There was one thing funny about my pal and Irish confrère, Picasso. He put the “O” at the end of his name. His correct title was “O’Picass,” I believe, a Limerick man born and bred. Mr. van Hoek proves that he was Irish by a physical description.

The vignette says that Picasso was “square rather than big, he is well-knit with his sturdy sandalled feet firmly planted on the ground.” I take the initial “s” of the quotation to be a misprint – he was Irish and therefore “quare rather than big” – isn’t it in God’s name a description of the whole lot of us?

Hear further about Picasso’s hibernicicity.

“His legs and torso are as brown as a nut, as is the bald head fringed with short-clipped white hair.”

Quite. Nobody but the same PIcasso would have succumbed to the effeminacy of wearing a hairless, bald head! Never was creature so Irish!

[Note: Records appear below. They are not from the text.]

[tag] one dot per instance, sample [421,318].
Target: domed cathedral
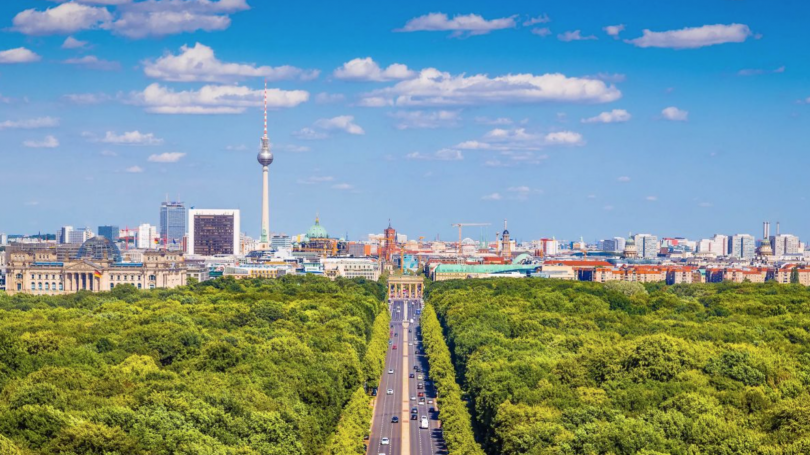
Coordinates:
[317,240]
[630,251]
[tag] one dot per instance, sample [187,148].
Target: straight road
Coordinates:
[406,436]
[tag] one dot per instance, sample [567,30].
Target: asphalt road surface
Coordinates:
[406,436]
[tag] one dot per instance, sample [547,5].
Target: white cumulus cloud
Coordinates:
[342,123]
[168,157]
[614,116]
[614,30]
[131,138]
[424,119]
[575,35]
[73,43]
[366,69]
[674,114]
[93,62]
[48,142]
[214,99]
[471,24]
[199,63]
[61,20]
[18,55]
[435,88]
[694,37]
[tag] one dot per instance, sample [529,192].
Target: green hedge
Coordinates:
[453,412]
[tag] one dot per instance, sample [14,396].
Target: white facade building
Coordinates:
[146,236]
[351,268]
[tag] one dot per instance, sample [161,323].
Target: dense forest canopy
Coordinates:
[222,367]
[553,367]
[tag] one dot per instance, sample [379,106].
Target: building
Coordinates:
[506,243]
[646,246]
[63,236]
[173,219]
[265,158]
[96,267]
[281,242]
[389,243]
[78,237]
[213,232]
[784,245]
[317,241]
[630,251]
[614,245]
[109,232]
[147,237]
[742,246]
[351,268]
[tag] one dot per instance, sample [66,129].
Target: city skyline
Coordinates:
[670,120]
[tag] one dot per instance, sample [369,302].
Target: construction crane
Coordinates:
[461,225]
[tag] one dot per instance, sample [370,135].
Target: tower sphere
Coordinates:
[265,156]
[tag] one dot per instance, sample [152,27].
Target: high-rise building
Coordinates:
[109,232]
[614,245]
[79,236]
[646,246]
[784,244]
[172,224]
[265,158]
[506,243]
[63,236]
[281,242]
[147,234]
[213,232]
[742,246]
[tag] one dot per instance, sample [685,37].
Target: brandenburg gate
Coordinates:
[405,287]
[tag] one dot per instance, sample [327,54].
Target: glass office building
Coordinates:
[172,224]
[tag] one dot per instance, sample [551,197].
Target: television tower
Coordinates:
[265,158]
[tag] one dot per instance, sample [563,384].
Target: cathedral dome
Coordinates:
[316,231]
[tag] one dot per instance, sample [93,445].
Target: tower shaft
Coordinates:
[265,205]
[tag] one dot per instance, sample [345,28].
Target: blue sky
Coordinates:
[530,111]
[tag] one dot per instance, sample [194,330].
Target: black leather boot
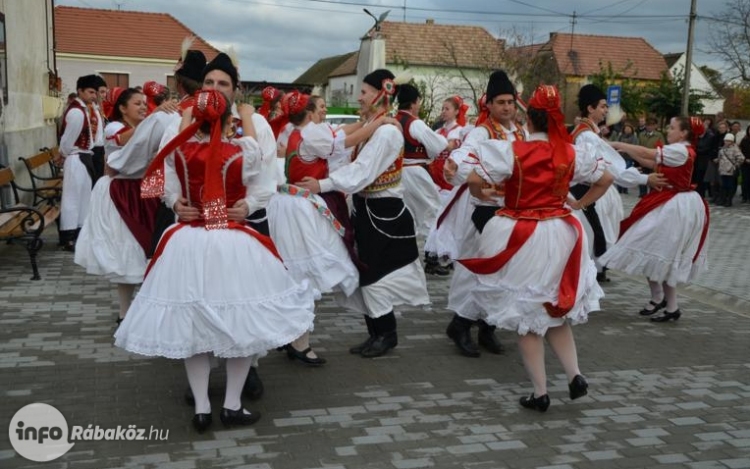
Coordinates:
[487,338]
[357,349]
[385,336]
[460,331]
[253,388]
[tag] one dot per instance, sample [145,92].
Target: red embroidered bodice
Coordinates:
[83,141]
[190,165]
[413,149]
[296,167]
[679,177]
[530,190]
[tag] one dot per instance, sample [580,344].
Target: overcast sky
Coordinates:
[277,40]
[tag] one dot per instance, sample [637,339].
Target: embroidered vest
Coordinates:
[390,178]
[296,168]
[585,125]
[83,141]
[679,177]
[498,133]
[190,161]
[530,190]
[413,149]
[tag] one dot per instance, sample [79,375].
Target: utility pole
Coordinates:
[688,60]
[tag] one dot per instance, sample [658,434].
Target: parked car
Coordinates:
[341,119]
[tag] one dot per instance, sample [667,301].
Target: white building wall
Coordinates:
[30,59]
[71,67]
[699,82]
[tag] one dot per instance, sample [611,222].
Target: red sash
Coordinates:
[233,225]
[655,199]
[522,231]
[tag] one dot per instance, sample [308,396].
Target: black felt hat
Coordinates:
[88,81]
[499,84]
[375,78]
[589,95]
[224,63]
[407,94]
[192,65]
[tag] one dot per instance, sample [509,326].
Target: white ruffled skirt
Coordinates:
[513,298]
[421,197]
[106,246]
[663,243]
[76,194]
[217,291]
[456,236]
[309,245]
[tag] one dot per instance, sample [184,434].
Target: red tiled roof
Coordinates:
[348,67]
[581,54]
[146,35]
[441,45]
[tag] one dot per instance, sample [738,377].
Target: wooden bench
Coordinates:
[44,188]
[21,223]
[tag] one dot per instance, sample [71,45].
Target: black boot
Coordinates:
[460,331]
[487,338]
[68,240]
[385,336]
[357,349]
[253,388]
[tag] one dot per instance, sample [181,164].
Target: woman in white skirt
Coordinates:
[108,244]
[664,237]
[535,276]
[214,285]
[313,232]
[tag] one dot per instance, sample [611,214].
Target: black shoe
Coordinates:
[487,339]
[302,356]
[253,388]
[540,403]
[201,422]
[460,331]
[238,417]
[657,307]
[380,345]
[667,316]
[357,349]
[189,398]
[578,387]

Mr. van Hoek, author of this famed vignette, is worried about Picasso’s “cultural schizophrenia” .

I don’t believe, for a start, in using faces when it comes to painting women. The offence is not diminished by using two.

At the same time I can sense the general nature of this complaint.

Beginning “to puzzle out” is the heart of the matter. You then have this most vexed question of what part of the anatomy belongs where. It seems to be a terribly European exigency. God be with the old days, if you like, when people painted what they were told to paint.